The retail note - 7 March 2017

Stephen Springham, Head of Retail Research, breaks down the latest sector headlines.
Written By:
Stephen Springham, Knight Frank
3 minutes to read
Categories: Retail UK
  • A reduction in partners’ bonuses (from 10% to 6% of salary) overshadowed otherwise solid annual figures from John Lewis. The overall Partnership posted a 21.2% increase in full-year profits for the year to 28 January to £370.4m. Overall sales grew by 3.2% to £11.4bn during the year. John Lewis achieved a 2.7% lift in like-for-like sales during the period. Like-for-like sales at Waitrose fell by a mildly disappointing 0.2% during the year, although operating profits were up 9% to £253.5m.
  • The impressive turnaround at Morrisons continues apace. Stripping out one-off costs, profits jumped 11.6% last year to £337m, the first increase for five years. Like-for-like sales for the year grew 1.7%, with an accelerating trend (+2.5% in Q4). Total revenue rose 1.2% to £16.3bn, despite the fact that the previous year’s comp included the now-offloaded convenience business. Capex rose 14.8% as the business invested in its six strategic priorities.
  • Strong figures from Dreams, with full-year sales rising 20% to £280m in 2016. Like-for-like sales increased 14.1% during the period, driven by the implementation of a three-year turnaround plan by chief executive Mike Logue. Despite investments, profit before tax surged 136% to £32m. The business is rolling out 20 new concept stores in 2017, while refurbishing a further 30, and launching a new digital format.

Stephen Springham, Head of Retail Research:

Two months into the year, what have we learned about the state of the UK retail market? Consumer demand has inevitably softened since an almost gravity-defying second half of 2016, but it has certainly not fallen off a cliff. The February figures from the BRC were fairly muted – total retail sales rose 0.4% year-on-year, but were down 0.4% on a like-for-like basis. The ‘official’ ONS figures will no doubt be stronger than these when they are released later in the month, but even they are likely to show a decelerating trend.

As we have articulated in previous notes, it is unwise to read too much into the actual figures for both January and February as they tend to be the slowest months in the retailing calendar and are very much a ‘settling down’ period post Christmas. March and April are far more important in the grand scheme of retailing, but again, it is notoriously difficult to interpret the numbers due to the timing of Easter each year.

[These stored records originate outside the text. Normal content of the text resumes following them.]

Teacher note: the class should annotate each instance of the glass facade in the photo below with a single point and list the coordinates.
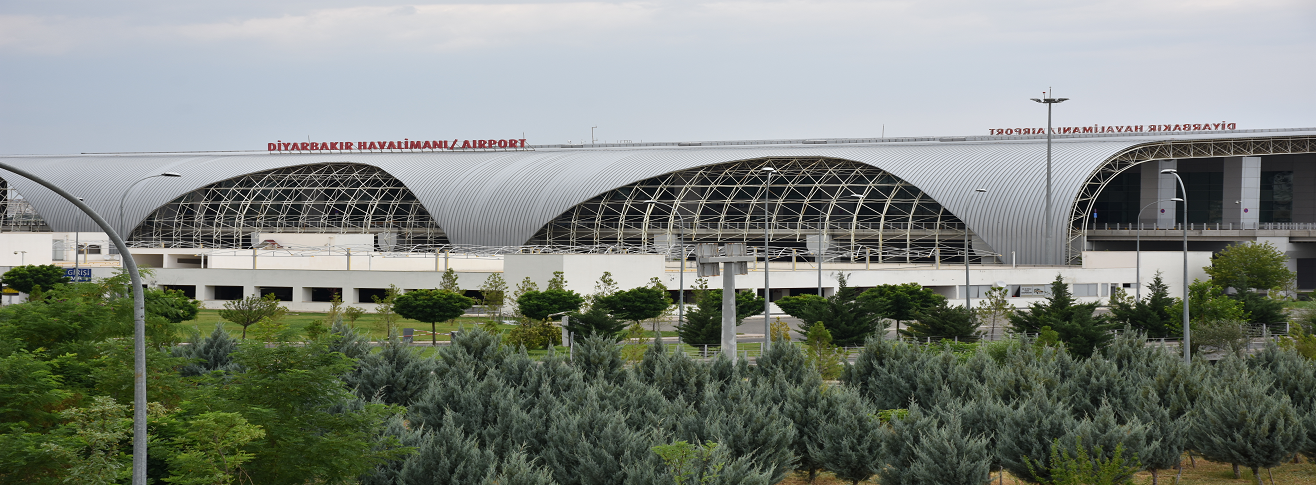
(725, 203)
(329, 197)
(1206, 196)
(1277, 197)
(1119, 200)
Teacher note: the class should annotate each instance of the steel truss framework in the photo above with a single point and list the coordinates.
(1166, 150)
(17, 214)
(892, 221)
(325, 197)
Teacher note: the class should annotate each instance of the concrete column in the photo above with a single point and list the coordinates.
(1157, 187)
(1242, 192)
(1304, 200)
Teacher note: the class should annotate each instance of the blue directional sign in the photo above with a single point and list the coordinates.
(78, 275)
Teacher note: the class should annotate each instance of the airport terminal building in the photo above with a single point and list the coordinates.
(874, 205)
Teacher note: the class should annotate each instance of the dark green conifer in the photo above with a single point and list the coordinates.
(208, 354)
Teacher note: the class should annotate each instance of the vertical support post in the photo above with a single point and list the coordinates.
(729, 310)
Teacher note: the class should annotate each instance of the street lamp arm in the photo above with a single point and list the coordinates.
(138, 322)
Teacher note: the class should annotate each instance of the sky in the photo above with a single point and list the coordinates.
(169, 75)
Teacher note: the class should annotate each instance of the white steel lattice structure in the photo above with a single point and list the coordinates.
(562, 196)
(328, 197)
(725, 203)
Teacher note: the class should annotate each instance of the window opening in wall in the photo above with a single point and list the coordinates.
(228, 292)
(282, 293)
(324, 293)
(190, 291)
(1277, 197)
(367, 295)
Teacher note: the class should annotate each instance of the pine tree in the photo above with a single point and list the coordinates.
(446, 456)
(944, 322)
(208, 354)
(396, 375)
(849, 438)
(948, 454)
(1244, 421)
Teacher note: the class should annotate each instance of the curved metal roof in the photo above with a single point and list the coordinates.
(503, 197)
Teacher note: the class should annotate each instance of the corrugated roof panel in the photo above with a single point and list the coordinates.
(503, 197)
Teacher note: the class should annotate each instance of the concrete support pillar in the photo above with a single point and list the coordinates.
(1158, 187)
(1242, 192)
(1304, 200)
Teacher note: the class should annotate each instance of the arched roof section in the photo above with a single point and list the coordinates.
(503, 197)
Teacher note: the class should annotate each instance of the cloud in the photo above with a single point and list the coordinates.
(454, 28)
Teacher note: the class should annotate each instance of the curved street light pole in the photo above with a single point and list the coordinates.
(121, 229)
(967, 305)
(681, 280)
(1048, 221)
(767, 288)
(138, 322)
(1187, 354)
(1137, 245)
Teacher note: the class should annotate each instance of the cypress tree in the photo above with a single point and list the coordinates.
(675, 375)
(517, 469)
(1295, 376)
(388, 472)
(209, 354)
(1028, 430)
(598, 358)
(899, 447)
(849, 438)
(1244, 421)
(446, 456)
(744, 418)
(942, 321)
(948, 454)
(885, 372)
(396, 375)
(346, 341)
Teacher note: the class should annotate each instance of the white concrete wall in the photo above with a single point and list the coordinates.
(30, 247)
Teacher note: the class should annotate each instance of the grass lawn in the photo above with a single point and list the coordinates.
(1204, 473)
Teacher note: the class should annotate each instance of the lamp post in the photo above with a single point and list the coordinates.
(967, 305)
(1137, 245)
(767, 288)
(121, 229)
(681, 280)
(1187, 355)
(138, 323)
(1046, 221)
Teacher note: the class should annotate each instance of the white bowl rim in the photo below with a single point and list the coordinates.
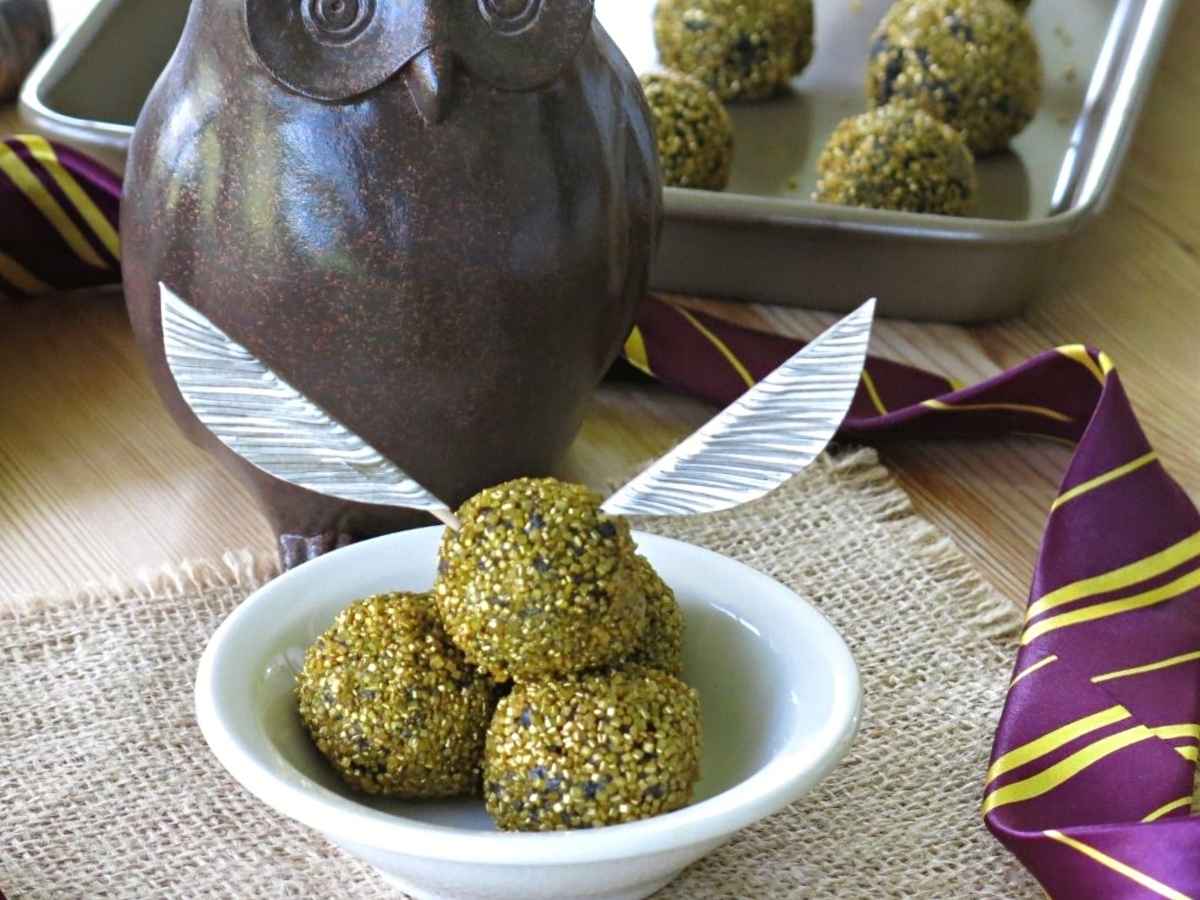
(784, 779)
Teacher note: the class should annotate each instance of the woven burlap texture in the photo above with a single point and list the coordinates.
(107, 789)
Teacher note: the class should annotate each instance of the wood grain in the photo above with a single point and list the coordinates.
(96, 484)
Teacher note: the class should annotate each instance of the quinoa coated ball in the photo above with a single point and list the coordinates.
(592, 750)
(661, 645)
(539, 582)
(897, 157)
(393, 705)
(973, 64)
(743, 49)
(694, 132)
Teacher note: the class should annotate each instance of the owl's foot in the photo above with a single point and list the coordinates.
(297, 549)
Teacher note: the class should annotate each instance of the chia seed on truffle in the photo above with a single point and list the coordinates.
(539, 582)
(661, 645)
(897, 157)
(743, 49)
(592, 750)
(694, 132)
(393, 705)
(973, 64)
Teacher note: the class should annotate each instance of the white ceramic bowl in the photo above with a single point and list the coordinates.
(779, 693)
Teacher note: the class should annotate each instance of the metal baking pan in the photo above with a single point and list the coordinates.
(763, 239)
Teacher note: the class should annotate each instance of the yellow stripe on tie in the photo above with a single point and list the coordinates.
(1025, 673)
(1132, 574)
(1149, 667)
(1101, 480)
(1053, 741)
(35, 191)
(719, 345)
(1079, 353)
(1116, 865)
(635, 352)
(874, 394)
(1113, 607)
(1169, 732)
(1062, 772)
(96, 220)
(21, 277)
(1168, 808)
(997, 408)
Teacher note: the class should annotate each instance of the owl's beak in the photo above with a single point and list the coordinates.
(430, 78)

Nevertheless, there are already some clear pointers as to the general direction of travel for the retail sector this year. Consumer demand will be more fragile this year than last, although this does not necessarily mean that overall retail sales will be down year-on-year. There will almost definitely be both volume and value growth this year, although not at the same level as last year (volumes +4.7% and values +3.1%). A deceleration in growth, rather than a decline.

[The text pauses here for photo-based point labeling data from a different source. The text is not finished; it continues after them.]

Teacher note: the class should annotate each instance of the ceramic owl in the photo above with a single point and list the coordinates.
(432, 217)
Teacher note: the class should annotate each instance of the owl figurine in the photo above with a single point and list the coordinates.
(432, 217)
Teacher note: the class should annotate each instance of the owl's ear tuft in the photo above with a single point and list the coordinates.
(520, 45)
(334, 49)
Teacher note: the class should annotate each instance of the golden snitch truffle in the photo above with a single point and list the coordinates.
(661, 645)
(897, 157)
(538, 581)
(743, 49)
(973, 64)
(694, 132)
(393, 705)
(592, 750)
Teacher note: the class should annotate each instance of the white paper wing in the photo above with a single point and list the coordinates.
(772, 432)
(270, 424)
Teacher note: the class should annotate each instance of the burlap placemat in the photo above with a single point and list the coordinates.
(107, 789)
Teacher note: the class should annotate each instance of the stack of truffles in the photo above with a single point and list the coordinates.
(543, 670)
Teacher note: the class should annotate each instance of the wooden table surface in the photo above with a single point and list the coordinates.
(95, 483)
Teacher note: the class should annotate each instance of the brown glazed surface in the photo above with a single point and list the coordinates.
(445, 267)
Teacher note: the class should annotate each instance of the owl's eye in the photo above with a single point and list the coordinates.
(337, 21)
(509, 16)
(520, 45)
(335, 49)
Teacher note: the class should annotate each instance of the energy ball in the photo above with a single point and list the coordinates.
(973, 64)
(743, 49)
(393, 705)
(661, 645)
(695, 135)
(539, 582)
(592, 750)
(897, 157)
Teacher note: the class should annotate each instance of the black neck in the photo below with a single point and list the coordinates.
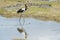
(25, 7)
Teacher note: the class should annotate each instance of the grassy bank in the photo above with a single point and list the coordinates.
(52, 13)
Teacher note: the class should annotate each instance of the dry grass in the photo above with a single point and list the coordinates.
(34, 12)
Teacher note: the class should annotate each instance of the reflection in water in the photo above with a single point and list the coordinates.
(37, 30)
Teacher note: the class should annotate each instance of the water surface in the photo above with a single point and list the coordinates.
(37, 29)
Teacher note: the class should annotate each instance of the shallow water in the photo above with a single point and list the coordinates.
(37, 29)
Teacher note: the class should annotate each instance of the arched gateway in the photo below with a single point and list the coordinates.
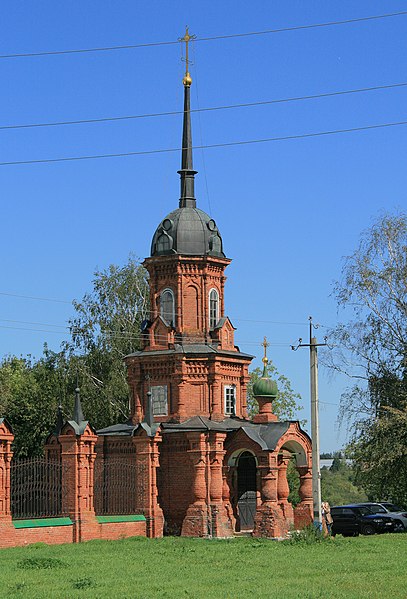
(203, 468)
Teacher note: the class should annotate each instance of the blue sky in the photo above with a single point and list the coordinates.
(288, 211)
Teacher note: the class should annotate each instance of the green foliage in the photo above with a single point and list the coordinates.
(40, 563)
(106, 328)
(374, 566)
(83, 583)
(338, 485)
(286, 405)
(307, 536)
(29, 392)
(380, 455)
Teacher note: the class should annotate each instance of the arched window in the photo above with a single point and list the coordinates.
(213, 308)
(167, 307)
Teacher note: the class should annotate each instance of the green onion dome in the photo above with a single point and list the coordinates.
(265, 387)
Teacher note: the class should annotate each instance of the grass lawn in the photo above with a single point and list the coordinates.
(360, 567)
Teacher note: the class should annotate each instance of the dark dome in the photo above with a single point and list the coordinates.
(187, 231)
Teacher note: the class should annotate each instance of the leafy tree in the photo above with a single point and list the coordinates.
(30, 393)
(338, 486)
(372, 349)
(380, 455)
(105, 328)
(286, 405)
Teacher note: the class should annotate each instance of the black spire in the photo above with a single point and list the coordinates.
(187, 172)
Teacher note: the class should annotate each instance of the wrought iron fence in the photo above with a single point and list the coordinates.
(36, 488)
(117, 486)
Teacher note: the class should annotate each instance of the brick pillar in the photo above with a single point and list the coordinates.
(303, 513)
(283, 490)
(196, 521)
(222, 525)
(6, 439)
(269, 521)
(78, 458)
(226, 497)
(147, 462)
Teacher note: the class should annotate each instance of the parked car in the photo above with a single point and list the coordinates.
(350, 520)
(397, 513)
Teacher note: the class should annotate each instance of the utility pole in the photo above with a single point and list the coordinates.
(316, 472)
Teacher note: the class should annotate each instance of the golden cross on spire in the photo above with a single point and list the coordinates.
(187, 38)
(265, 345)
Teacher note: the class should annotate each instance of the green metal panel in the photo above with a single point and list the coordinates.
(125, 518)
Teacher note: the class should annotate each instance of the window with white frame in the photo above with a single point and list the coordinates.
(230, 399)
(167, 306)
(213, 308)
(159, 398)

As has been widely trumpeted, 2017 will also see rising price inflation. We have already tipped from a deflationary to an inflationary environment in some markets, although this has been far less dramatic than feared. Food prices increased 0.4% in February, according to the BRC and Nielsen. However, non-food prices remained deflationary, falling by 1.8% during February. The conundrum of rising input costs and the extent that they can be passed onto the consumer will obviously play out far more as the year progresses, but massive price hikes still seem unlikely.

Thirdly, there will something of a flight towards non-discretionary spend categories. We can already see this in the BRC retail sales figures for February. Over the three-months to February, food sales increased 0.6% on a like-for-like basis and 2.0% on a total basis. This marked the third consecutive 3-month average total growth of 2.0% or above, taking the 12-month total average growth to 1.2%, the highest since May 2014. Partially inflationary, yes, but still with respectable volume growth as well.

The media narrative is already inflation-obsessed and there is a danger that any real growth in retail sales in the coming months will either be overlooked, miss-interpreted (e.g. by focussing on month-on-month rather than year-on-year figures) or lazily dismissed as purely inflationary. More than ever, be wary of what you read in the papers.